La bataille pour des registres de pathologies

publié le 11/12/2019 | par Corinne Lepage

La bataille pour obtenir que des registres dignes de ce nom , permettant de suivre les malformations congénitales et les cancers sur l’ensemble du territoire français, métropole et outre-mer est lancée. En effet, il faut savoir que nous ne disposons que de registres couvrants moins de 20 % de la population pour ces deux types de pathologies, ce qui est notoirement insuffisant.

La bataille pour obtenir que des registres dignes de ce nom , permettant de suivre les malformations congénitales et les cancers sur l’ensemble du territoire français, métropole et outre-mer est lancée. En effet, il faut savoir que nous ne disposons que de registres couvrants moins de 20 % de la population pour ces deux types de pathologies, ce qui est notoirement insuffisant.

Or, cette question des registres est très importante car il s’agit en réalité de pouvoir établir des corrélations entre des territoires et des pathologies puis, de pouvoir regarder si au-delà des corrélations, il pourrait exister des liens de causalité entre des pathologies et des circonstances locales particulières qu’elles touchent l’air, l’eau ou le sol, qu’elles soient de nature industrielle, agricole ou encore historique.

Nous avons une fâcheuse tendance à nous débarrasser des thermomètres, a fortiori, quand ils sont indépendants des autorités politiques. ! Rappelons pour mémoire que l’IFEN, Institut Français de l’Environnement a disparu corps et biens en 2003 sans être remplacé par un organisme indépendant puisque c’est désormais le ministère de l’écologie qui est chargée de cette mission qui n’est remplie que partiellement si l’on regarde les publications de l’Agence européenne de l’Environnement.

Dans le domaine médical, il en va de même. L’absence de registres, et surtout de registres tenus par des organismes indépendants, ,a été dénoncée par le REMERA. Il n’est pas admissible que la réponse donnée à des parents dont les enfants souffrent de malformations dans des conditions apparemment anormales (compte tenu du nombre et de la localisation) soit « c’est la faute à pas de chance » ou on ne sait pas. Seule, la mise en place de registres sur tout le territoire permettrait, peut-être, de comprendre et par voie de conséquence d’anticiper. Mais, bien entendu, ces registres comme ceux du cancer pourraient permettre de mettre le doigt sur la conséquence de l’utilisation de certains produits, qu’il s’agisse de pesticides, de perturbateurs endocriniens, de promoteurs d’HAP, de dioxines ou de métaux lourds pour ne prendre que les exemples les plus évidents.
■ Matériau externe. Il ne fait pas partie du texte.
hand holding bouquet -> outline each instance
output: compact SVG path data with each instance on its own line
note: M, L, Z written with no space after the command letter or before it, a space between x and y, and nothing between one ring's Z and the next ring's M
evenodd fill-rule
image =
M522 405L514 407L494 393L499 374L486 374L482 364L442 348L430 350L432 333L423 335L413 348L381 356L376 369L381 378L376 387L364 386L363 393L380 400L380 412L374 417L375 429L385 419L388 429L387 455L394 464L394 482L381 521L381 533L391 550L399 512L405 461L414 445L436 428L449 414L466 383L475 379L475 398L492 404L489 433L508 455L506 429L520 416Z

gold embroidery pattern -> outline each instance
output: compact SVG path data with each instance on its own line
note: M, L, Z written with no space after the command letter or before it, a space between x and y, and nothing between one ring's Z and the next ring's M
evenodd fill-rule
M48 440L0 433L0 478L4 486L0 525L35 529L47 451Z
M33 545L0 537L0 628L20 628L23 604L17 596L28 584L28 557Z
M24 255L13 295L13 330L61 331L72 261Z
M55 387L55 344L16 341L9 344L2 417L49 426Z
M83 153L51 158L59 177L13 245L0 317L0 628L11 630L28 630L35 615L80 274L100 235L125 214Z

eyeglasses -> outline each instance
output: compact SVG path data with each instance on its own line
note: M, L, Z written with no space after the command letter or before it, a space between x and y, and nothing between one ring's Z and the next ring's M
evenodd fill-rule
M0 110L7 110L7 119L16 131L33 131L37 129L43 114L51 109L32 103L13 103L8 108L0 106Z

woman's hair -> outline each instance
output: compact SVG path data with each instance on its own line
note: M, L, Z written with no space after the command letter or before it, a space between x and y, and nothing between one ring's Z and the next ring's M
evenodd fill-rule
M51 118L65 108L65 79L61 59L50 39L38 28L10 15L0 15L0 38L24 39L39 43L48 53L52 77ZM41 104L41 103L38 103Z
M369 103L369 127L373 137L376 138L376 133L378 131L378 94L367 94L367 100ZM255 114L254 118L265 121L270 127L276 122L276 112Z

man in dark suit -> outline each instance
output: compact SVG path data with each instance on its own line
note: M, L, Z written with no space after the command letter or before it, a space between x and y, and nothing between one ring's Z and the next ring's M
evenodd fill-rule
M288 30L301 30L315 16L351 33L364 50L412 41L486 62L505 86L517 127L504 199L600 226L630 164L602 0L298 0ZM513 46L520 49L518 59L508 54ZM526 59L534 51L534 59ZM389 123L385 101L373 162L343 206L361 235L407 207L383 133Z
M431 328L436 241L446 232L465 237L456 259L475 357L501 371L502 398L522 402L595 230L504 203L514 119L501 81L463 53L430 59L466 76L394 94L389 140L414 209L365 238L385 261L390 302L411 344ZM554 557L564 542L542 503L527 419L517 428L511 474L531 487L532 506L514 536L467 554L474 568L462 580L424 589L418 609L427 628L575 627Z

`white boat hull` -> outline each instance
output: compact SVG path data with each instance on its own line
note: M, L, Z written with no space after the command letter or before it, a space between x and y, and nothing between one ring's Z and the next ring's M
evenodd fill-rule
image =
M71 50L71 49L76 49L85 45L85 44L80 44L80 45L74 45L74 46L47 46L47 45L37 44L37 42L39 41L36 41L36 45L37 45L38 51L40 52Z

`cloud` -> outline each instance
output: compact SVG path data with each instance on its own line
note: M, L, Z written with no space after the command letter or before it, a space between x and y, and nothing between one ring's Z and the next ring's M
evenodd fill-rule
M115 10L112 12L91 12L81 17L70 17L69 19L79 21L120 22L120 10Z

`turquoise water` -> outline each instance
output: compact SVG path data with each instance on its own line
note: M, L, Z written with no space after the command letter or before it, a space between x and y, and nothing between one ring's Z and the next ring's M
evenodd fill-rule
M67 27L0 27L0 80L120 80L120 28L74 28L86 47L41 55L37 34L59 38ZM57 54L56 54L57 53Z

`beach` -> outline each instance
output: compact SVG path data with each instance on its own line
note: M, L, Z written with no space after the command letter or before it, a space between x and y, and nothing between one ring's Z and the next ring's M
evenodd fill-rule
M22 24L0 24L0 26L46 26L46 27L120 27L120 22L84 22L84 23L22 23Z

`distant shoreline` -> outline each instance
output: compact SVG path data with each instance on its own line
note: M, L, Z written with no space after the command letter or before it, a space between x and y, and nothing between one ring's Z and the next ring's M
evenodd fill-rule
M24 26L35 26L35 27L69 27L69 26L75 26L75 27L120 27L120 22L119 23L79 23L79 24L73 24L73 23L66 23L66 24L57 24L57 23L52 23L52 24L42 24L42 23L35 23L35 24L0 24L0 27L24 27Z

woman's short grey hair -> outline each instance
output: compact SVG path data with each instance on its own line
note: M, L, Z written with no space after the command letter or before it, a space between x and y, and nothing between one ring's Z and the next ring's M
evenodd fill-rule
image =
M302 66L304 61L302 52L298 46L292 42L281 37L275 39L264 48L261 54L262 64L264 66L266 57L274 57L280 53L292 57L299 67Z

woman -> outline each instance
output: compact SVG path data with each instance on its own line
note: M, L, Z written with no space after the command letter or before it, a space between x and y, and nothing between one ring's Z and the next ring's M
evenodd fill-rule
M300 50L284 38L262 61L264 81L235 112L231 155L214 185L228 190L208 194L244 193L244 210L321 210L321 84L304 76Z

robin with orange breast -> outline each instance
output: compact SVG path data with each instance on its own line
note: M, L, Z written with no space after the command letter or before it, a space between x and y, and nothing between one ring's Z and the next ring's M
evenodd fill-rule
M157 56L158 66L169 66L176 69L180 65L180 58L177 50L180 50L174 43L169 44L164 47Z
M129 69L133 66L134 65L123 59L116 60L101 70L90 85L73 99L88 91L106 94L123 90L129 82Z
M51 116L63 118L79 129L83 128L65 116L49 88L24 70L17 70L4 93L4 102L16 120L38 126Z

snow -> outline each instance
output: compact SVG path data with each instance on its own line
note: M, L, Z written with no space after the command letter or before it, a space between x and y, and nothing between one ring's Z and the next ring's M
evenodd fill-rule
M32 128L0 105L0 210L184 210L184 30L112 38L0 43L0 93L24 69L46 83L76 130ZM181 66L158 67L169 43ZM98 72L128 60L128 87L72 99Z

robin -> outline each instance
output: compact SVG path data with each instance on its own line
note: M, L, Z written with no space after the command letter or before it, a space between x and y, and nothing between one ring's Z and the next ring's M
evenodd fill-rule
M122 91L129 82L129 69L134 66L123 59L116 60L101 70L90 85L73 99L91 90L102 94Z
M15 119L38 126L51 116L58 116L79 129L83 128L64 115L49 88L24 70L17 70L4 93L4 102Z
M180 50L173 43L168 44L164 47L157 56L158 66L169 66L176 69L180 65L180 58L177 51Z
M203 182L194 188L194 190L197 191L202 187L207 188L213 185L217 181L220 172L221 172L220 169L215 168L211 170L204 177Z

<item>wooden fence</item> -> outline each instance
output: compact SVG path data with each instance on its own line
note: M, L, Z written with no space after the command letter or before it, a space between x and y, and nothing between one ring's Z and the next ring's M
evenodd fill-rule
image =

On peut comprendre, sans évidemment légitimer, l’opposition manifestée par les différents lobbys. En revanche, on ne peut pas comprendre l’opposition de l’État, qui renvoyant de commission en commission le sujet, tergiverse certes pour éviter de dépenser les quelques dizaines de milliers d’euros qui seraient nécessaires (pourtant, quelles économies en termes humains et même en termes dépenses sociales nous pourrions alors faire), mais surtout pour éviter d’aborder les sujets qui fâchent.

La saisine du juge administratif par plusieurs associations de médecins (auxquelles d’autres pourraient se joindre) permettra d’exiger un débat contradictoire sur le sujet devant un juge sans attendre le renvoi à une nouvelle commission éventuelle.

Le sujet intéresse bien entendu aussi les allergologues et les spécialistes de la pollution de l’air. Bien que les études soient très riches sur l’impact sanitaire de différents polluants atmosphériques, la mise en place de registres permettant d’établir des cartes de pathologies qui puissent être reliées à des polluants particuliers.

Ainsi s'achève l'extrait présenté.